Immunosuppression by cytostatic drugs?

Abstract

In the present study, an attempt was made to characterize the immunomodulating abilities of the cytostatic drugs cyclophosphamide, ifosfamide, vinblastine, vincristine, procarbazine, dacarbazine, 6-mercaptopurine, methotrexate, 5-fluorouracil and adriamycin in a defined experimental model.
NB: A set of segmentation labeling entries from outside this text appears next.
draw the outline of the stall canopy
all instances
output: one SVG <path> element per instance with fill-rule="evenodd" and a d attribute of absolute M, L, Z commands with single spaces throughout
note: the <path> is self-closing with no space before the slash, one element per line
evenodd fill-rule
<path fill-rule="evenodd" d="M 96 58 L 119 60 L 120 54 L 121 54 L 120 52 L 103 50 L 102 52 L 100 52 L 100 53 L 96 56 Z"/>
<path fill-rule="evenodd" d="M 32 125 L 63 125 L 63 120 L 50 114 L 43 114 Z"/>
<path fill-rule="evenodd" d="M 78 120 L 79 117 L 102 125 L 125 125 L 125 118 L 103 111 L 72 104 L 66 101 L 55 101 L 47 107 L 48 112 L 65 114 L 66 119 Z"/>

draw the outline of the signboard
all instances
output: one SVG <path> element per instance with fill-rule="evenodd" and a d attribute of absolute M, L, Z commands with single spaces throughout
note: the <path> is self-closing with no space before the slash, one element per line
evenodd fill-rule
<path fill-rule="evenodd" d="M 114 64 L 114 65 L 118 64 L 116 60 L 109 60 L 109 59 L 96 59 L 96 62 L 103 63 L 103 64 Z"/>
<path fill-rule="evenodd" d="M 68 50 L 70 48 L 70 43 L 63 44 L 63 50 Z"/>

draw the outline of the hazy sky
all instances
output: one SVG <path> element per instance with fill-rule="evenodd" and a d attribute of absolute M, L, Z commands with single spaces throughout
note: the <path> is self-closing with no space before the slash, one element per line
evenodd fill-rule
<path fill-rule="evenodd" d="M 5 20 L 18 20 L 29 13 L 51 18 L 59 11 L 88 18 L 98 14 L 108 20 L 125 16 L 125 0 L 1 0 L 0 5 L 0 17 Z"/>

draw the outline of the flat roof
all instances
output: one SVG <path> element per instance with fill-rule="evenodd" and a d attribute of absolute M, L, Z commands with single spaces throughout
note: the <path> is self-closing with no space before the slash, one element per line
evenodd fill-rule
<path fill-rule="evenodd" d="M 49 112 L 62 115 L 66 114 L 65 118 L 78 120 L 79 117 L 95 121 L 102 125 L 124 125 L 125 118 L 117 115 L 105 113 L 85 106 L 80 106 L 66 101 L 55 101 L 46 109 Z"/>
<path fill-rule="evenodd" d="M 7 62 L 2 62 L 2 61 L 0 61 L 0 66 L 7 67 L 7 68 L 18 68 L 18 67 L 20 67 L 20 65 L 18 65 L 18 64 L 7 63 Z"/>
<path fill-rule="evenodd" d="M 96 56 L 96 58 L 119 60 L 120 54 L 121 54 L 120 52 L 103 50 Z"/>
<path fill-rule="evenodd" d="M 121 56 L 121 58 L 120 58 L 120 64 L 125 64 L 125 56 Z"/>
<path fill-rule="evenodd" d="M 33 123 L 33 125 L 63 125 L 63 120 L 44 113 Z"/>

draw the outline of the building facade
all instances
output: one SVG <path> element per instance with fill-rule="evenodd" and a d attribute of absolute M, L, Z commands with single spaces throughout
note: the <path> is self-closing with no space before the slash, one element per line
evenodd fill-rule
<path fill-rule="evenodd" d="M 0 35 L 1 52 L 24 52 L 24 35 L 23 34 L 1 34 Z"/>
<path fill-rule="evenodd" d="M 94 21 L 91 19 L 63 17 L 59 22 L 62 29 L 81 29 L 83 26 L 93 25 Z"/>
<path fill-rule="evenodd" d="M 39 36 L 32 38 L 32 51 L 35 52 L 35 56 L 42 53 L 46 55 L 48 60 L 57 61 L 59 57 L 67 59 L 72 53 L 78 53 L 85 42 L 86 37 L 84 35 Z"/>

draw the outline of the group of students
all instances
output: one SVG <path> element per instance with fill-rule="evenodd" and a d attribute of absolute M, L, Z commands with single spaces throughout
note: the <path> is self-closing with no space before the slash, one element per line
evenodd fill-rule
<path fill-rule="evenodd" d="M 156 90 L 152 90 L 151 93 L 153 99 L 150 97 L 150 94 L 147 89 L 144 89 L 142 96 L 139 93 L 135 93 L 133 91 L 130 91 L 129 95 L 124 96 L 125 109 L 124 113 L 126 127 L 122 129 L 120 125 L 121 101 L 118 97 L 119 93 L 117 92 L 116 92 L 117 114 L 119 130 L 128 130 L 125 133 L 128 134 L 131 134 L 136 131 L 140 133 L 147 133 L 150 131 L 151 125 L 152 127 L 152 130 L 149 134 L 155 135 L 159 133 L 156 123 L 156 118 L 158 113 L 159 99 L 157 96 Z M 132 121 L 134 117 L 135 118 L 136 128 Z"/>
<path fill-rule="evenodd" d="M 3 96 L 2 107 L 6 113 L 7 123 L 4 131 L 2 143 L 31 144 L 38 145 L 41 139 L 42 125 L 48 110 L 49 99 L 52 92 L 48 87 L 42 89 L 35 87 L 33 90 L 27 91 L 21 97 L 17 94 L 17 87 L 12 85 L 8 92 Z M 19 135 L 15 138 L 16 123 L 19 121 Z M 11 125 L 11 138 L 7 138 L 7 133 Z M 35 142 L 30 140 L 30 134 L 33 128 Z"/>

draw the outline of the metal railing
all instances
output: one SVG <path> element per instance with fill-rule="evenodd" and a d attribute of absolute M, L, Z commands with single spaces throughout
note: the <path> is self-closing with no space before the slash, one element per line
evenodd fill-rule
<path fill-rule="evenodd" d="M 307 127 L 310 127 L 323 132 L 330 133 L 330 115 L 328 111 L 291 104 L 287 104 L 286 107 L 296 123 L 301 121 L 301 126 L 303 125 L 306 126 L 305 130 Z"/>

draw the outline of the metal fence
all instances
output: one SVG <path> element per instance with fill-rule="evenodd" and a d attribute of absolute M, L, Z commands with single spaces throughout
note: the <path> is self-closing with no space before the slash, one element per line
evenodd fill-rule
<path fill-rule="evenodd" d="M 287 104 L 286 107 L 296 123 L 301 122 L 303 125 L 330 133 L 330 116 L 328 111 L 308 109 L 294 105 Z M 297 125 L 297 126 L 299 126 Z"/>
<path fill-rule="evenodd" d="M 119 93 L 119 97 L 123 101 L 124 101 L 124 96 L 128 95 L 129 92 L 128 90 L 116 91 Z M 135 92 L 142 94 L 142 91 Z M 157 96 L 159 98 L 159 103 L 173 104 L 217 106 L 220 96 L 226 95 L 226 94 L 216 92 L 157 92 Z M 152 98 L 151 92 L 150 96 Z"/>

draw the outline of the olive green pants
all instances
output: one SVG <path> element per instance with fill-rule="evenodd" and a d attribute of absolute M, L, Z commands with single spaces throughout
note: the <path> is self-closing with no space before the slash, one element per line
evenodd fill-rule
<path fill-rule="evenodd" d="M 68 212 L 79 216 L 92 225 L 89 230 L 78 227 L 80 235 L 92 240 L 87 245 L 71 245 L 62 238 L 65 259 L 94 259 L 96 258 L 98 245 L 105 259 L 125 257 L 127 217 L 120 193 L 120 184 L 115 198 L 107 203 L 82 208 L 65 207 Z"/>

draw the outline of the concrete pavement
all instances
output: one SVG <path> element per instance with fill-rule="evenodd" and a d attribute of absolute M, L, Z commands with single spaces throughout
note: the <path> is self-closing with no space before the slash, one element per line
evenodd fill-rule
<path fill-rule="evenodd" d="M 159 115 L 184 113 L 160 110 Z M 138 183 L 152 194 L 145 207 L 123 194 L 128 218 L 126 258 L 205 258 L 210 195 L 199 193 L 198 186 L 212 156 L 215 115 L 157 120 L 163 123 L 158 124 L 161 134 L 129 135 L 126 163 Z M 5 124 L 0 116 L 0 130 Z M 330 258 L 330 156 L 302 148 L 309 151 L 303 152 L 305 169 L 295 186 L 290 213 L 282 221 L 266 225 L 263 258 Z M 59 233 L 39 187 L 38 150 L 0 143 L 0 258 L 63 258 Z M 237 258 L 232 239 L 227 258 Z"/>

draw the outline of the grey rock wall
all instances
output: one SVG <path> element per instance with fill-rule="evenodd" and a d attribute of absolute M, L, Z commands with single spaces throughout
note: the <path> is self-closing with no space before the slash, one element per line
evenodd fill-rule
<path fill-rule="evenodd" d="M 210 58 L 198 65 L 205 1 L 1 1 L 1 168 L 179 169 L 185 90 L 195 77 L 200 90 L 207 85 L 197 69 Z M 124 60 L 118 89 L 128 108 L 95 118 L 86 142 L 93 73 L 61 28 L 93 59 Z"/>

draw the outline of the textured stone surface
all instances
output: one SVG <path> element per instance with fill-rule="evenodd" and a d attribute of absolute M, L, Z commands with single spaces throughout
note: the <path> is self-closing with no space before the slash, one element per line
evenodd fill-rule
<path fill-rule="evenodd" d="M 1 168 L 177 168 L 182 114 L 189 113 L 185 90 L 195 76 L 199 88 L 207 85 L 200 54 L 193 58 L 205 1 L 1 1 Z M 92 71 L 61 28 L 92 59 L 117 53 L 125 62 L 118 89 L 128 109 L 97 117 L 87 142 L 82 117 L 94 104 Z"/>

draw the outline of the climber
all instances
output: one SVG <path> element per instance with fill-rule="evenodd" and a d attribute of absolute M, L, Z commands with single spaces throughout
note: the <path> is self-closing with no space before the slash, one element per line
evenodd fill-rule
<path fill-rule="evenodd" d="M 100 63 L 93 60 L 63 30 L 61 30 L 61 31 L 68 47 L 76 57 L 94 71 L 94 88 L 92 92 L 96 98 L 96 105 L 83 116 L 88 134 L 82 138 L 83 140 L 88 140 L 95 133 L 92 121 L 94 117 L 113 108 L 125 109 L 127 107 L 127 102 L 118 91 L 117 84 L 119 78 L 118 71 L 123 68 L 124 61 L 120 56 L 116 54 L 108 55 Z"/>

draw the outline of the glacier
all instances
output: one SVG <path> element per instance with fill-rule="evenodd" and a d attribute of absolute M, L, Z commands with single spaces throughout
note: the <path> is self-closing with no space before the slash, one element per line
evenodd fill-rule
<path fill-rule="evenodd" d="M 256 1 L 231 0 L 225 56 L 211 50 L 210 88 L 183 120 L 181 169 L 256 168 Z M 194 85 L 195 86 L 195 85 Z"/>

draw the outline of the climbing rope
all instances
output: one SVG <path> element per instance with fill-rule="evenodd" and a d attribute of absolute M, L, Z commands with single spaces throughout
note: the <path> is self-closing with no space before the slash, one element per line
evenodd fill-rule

Varying combinations of drug plus transplantation alloantigen, (C3H-lymphocytes) were injected into Balb/c mice at different time intervals in vivo. The resulting T-effector cell reactivity was determined in vitro with the microcytotoxicity assay on day +5 for primary (1 degree) and day +7 for secondary (2 degrees) sensitized mice. According to the type of drug (alkylating agent vs. vinca alkaloid vs. antimetabolite vs. cytostatic antibiotic), the dosage (20% LD50 vs. 60% LD50), the state of sensitization (1 degree vs. 2 degrees sensitized recipients), and the time of drug application in relation to the antigen treatment on day 0 (in varying steps from day -6 to day +4), so-called "pharmacon-antigen-variation-effects" (PAVE) were established for each of the investigated drugs in form of reaction profiles. The results were as follows: For almost all substances, characteristic reaction profiles involving immunostimulation and/or immunosuppression could be established. Similarities in the profiles of different substances made it possible to classify the drugs according to different reaction types. The reaction type however is not definitely correlated to the biochemical mechanism of drug action. The PAVE are decisively influenced by some of the biological parameters, such as the time of drug application in relation to the antigen treatment and the state of sensitization but relatively little by the dosage of the drug. Considering the different processes occurring during primary and secondary immune responses, the PAVE may give hints for a distinct manipulation of the immunoregulation and thus information on the immunobiological mechanism of drug action.